NOTE: Per Mr. Sterry (see comments), there's a new, updated version of this above book, renamed THE ESSENTIAL GUIDE TO GETTING YOUR BOOK PUBLISHED. Check it out!

And last, but not least, two others I've mentioned in previous posts:
  by Renni Browne & Dave King
  by Sandra Scofield


  1. Great list, Kathryn. I just added Putting Your Passion Into Print to my holiday wish list.

    Funny tidbit: Larry Beinhart's How to Write a Mystery was the first how-to I read when I decided I wanted to try my hand at fiction. Just checked my reading journal, I finished it on March 9, 2001!

    Holy moly, this publishing thing is taking longer than I thought. :)

  2. VR: Yes it does, but you're on a roll now! ;-)

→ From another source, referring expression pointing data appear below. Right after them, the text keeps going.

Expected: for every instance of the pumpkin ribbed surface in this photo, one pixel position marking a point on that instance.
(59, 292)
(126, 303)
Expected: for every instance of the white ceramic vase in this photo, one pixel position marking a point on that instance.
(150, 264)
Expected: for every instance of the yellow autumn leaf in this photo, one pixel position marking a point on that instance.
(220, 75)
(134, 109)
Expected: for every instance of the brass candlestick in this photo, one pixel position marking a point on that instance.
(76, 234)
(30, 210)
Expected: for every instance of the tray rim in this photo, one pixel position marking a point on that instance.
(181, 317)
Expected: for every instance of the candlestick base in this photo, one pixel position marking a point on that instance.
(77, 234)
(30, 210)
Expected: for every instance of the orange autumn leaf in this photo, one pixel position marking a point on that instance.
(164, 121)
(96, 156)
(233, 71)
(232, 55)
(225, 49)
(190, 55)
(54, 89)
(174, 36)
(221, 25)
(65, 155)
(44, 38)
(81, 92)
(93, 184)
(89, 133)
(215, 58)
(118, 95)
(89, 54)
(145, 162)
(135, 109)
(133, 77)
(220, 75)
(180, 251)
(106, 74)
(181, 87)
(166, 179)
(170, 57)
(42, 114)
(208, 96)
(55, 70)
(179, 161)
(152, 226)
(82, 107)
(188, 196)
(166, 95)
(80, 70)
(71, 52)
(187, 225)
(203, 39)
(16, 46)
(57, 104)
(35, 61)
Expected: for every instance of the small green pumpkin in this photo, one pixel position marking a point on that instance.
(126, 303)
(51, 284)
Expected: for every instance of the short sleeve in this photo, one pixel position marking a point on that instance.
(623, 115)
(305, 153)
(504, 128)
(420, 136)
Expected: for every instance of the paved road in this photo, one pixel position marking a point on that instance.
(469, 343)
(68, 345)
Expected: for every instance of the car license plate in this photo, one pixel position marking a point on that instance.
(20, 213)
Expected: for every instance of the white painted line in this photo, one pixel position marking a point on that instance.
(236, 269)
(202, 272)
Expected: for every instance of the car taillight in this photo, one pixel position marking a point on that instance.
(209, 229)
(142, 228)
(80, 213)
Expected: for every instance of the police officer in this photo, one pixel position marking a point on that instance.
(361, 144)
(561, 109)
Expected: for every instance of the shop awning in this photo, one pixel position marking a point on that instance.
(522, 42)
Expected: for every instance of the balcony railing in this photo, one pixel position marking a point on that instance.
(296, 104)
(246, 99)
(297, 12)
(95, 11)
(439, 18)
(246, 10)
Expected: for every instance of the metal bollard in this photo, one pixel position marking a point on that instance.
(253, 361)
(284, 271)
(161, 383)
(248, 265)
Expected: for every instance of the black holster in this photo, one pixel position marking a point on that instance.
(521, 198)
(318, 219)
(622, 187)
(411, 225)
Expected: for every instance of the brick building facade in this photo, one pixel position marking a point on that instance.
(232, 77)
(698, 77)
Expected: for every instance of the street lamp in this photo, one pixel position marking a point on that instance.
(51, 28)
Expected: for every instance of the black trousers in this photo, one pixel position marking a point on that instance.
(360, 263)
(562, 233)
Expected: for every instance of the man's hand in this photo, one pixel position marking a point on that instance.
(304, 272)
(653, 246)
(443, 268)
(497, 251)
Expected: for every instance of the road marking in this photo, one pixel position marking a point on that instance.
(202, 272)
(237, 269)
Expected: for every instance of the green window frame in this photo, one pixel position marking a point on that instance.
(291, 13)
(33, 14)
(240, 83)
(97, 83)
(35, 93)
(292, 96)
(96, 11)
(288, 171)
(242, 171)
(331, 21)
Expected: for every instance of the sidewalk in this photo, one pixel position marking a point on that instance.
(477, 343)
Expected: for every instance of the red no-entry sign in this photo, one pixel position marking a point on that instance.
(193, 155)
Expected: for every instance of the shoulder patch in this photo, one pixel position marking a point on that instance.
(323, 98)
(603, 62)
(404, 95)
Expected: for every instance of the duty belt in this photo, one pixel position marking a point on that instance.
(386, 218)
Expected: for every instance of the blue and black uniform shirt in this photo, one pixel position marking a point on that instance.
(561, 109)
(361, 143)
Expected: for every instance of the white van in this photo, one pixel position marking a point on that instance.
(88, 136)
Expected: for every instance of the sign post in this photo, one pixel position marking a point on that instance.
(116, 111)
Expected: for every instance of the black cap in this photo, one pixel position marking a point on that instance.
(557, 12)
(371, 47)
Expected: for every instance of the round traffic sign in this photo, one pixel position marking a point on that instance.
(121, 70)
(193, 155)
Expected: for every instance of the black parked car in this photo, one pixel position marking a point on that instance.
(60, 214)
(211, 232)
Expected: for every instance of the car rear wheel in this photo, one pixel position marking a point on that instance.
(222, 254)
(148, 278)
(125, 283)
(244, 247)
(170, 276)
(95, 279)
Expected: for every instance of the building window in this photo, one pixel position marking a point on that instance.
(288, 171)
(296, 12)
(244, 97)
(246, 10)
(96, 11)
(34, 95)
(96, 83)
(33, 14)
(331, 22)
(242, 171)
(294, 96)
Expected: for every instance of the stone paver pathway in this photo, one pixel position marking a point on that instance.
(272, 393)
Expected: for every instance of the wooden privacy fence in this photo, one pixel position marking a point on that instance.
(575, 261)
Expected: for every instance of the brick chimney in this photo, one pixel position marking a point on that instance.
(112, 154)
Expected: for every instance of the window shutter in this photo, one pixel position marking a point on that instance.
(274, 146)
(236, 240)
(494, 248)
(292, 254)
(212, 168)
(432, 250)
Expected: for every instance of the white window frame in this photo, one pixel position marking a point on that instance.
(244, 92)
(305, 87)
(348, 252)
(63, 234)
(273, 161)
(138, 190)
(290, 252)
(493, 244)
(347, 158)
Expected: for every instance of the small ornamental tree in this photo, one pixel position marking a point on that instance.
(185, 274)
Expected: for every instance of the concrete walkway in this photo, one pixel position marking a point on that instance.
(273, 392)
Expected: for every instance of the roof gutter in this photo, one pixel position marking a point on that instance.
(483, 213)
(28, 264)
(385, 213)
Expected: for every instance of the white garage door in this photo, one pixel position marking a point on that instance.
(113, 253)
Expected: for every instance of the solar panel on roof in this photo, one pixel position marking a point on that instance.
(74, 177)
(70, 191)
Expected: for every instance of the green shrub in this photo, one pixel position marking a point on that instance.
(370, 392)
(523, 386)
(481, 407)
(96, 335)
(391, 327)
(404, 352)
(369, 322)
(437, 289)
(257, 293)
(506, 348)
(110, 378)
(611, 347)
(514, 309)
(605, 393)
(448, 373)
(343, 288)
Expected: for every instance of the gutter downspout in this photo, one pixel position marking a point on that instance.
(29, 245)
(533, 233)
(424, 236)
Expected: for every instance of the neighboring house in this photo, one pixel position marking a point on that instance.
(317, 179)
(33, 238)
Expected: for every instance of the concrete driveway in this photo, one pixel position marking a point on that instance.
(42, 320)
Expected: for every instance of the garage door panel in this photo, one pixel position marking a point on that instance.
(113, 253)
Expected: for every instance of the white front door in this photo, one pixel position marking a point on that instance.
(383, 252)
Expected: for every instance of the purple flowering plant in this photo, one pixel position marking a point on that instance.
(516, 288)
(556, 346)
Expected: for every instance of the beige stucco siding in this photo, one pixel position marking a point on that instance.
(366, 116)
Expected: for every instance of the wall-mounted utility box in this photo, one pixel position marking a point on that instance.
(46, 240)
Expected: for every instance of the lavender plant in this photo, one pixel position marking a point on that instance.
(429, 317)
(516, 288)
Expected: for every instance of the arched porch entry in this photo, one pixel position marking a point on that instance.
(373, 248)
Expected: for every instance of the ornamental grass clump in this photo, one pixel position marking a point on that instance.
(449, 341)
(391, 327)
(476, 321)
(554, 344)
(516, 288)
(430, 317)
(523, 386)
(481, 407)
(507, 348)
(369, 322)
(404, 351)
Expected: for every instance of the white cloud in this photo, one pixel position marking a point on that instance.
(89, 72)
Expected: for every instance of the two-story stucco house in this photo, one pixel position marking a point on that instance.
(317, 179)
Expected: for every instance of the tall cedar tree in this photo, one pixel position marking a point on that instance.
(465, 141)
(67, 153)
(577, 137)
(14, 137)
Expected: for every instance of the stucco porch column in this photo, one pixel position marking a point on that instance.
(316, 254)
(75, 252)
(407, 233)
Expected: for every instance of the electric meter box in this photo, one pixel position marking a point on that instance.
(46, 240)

  3. "Why Women who do too much housework should neglect it for their writing." - Wiser words were never written. I'm looking into this one :)

  4. Stephanie: Considering that Ueland wrote this in 1938, it's really a radical idea!

  5. Wow, just when I thought I had more than enough writer's books on my shelf, along comes new (to me) titles. Although I did put Forest for the Trees on my wish list this year...Thanks for the heads up to more great reading :-)

  6. Kenda: I know what you mean! There's still a few on my Wish List, but I can't recommend what I haven't read.

  7. I've been looking for writing books, so I'm bookmarking this post! Thanks for such great summaries of why you liked them!

  8. Heidi: You're welcome. I think most people have already heard of the usual books by Stephen King, etc., so I thought I'd highlight a few others.

  9. thanks every so much. just wanted to make you aware of The Essential Guide to Getting Your Book Publilshed, the new edition to Putting Your Passion Into Print, it's %60 new material, social media, networking, e-books, print-on-demand, all that. thanks, David Henry Sterry

  10. David: Thanks for the update. I've amended my blog to include it.